Der König vom Tegernsee: Gefallener Sternekoch äußert sich erstmals zu den schweren Vorwürfen

Nach Schikane- und Missbrauchsvorwürfen ist der "König vom Tegernsee" freigestellt worden. Nun spricht er zum ersten Mal über all das, was passiert ist.
von  Kimberly Hagen
Erst gefeiert und in den Sterne-Olymp aufgestiegen, dann tief gefallen: Im Frühjahr 2023 sind schwere Vorwürfe gegen den Drei-Sterne-Koch Christian Jürgens laut geworden. Jetzt äußert er sich dazu.
Erst gefeiert und in den Sterne-Olymp aufgestiegen, dann tief gefallen: Im Frühjahr 2023 sind schwere Vorwürfe gegen den Drei-Sterne-Koch Christian Jürgens laut geworden. Jetzt äußert er sich dazu. © dpa

Er war der König vom Tegernsee, der Überflieger der Überfahrt, einer der wenigen Köche des Landes, dem es gelungen ist, dauerhaft nach drei Michelin-Sternen zu greifen: Christian Jürgens (56) hatte stets über viele Jahre ein Image, das so weiß war wie seine Kochschürze.

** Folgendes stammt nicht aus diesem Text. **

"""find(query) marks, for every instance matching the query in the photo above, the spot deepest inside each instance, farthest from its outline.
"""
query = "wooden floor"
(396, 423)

Gefallener Koch Christian Jürgens: Hinter der Sterne-Fassade ging es alles andere als himmlisch zu

Bis zum Frühjahr 2023. Damals enthüllte der "Spiegel", wie es wirklich hinter der Sterne-Fassade zuging.

Nämlich alles andere als himmlisch. Rund zwei Dutzend ehemalige Mitarbeiter des Spitzenlokals Überfahrt im gleichnamigen Althoff-Hotel in Rottach-Egern erzählten in dem Bericht, dass Christian Jürgens sie über Jahre hinweg schikaniert, belästigt (verbal und körperlich) und gedemütigt haben soll. Von Machtmissbrauch und teils sexueller Belästigung war die Rede.

Die Überfahrt: Im Mai 2023 ist Christian Jürgens hier freigestellt worden.
Die Überfahrt: Im Mai 2023 ist Christian Jürgens hier freigestellt worden. © dpa

Zum 5. Mai 2023 wurde der Drei-Sterne-Koch Jürgens, einer der besten Köche der Welt, vom Hotel freigestellt. Und seitdem?

Zunächst war Christian Jürgens abgetaucht

Zunächst war der erst gefeierte und dann gefallene Star-Koch abgetaucht. Staatsanwaltschaftliche Ermittlungen wurden zwar relativ schnell wieder eingestellt, doch der mediale und persönliche Schaden für Jürgens war immens. Jetzt hat sich der Star-Koch zu all dem geäußert, was passiert ist.

Christian Jürgens: "Druck auf die Belegschaft zu übertragen, war grundfalsch"

Der "Allgemeinen Hotel- und Gastronomie-Zeitung" (ahgz) gab Christian Jürgens sein erstes Interview nach den heftigen Vorwürfen. "Ich habe erkannt, dass meine Art, mit Druck umzugehen und diesen auf die Belegschaft zu übertragen, grundfalsch war."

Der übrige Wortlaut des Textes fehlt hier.